I read an interesting paper on transformer based variational autoencoder (VAE), so I tried to replicate a simpler model using nn.TransformerEncoderLayer
and nn.TransformerDecoderLayer
.The architecture is given code :-
embedding_size = 256
n_heads = 8
batch_size = 16
latent_dim = 32
class Transformer_VAE(nn.Module):
def __init__(self, head, vocab_size, embedding_size, latent_dim, device = 'cpu', pad_idx = 0, start_idx = 1, end_idx = 2, unk_idx = 3):
super(Transformer_VAE, self).__init__()
self.head = head
self.embedding_size = embedding_size
self.vocab_size = vocab_size
self.latent_dim = latent_dim
self.embed = WordEmbedding(self.vocab_size, self.embedding_size)

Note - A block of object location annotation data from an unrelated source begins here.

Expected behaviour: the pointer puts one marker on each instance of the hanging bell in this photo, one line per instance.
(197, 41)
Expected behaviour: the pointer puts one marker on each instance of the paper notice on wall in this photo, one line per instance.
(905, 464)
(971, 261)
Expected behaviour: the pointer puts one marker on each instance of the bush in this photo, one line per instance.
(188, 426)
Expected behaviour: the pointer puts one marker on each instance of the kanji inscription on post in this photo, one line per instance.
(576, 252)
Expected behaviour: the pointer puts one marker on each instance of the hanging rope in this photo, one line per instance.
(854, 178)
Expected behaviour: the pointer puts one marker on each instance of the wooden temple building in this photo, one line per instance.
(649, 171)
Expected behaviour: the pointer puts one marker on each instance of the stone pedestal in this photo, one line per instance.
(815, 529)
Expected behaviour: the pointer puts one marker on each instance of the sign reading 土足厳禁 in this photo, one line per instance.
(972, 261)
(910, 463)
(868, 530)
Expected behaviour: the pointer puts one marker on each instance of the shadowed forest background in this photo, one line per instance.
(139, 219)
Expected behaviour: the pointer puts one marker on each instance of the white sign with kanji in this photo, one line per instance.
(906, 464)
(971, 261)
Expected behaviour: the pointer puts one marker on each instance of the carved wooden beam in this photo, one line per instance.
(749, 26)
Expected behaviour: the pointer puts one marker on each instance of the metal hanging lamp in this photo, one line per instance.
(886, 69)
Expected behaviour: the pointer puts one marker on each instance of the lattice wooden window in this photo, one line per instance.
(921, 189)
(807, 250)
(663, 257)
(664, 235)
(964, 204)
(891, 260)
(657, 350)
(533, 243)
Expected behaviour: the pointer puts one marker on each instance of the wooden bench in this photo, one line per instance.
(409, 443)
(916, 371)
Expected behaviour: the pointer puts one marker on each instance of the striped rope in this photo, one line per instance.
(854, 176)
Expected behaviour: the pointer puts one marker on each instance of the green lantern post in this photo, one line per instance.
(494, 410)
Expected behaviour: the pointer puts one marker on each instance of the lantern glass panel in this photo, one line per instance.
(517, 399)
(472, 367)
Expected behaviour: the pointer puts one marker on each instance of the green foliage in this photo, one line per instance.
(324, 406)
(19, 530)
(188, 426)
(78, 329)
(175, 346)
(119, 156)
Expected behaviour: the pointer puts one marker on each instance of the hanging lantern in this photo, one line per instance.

self.postional_encoding = PostionalEncoding(embedding_size, device)
self.encoder = nn.TransformerEncoderLayer(self.embedding_size, head)
self.decoder = nn.TransformerDecoderLayer(self.latent_dim, head)
self.hidden_to_mean = nn.Linear(self.embedding_size, latent_dim)
self.hidden_to_logvar = nn.Linear(self.embedding_size, latent_dim)
self.out_linear = nn.Linear(self.embedding_size, vocab_size)
def reparameterize(self, mu, logvar):
std = torch.exp(0.5*logvar)
eps = torch.randn_like(std)
return mu + eps*std
def forward(self, x):
batch_size, maxlen = x.size()[:2]
src = self.embed(x)
x = self.postional_encoding(src)
x = self.encoder(x)
print(x.size())
mean, logvar = self.hidden_to_mean(x), self.hidden_to_logvar(x)
z = self.reparameterize(mean, logvar)
out = self.decoder(src, z)
out = self.out_linear(out)
return mean, logvar, out
I’m getting an AssertionError:
, when I run the self.decoder(src, z)
line. From what I understood from the documentation the TransformerDecoderLayer
takes the target value and the output of the encoder as its inputs. Since this is a VAE, the target will be the same as the input and the encoder outputs have been mapped to the latent dimension. So these two values are input to the decoder layer.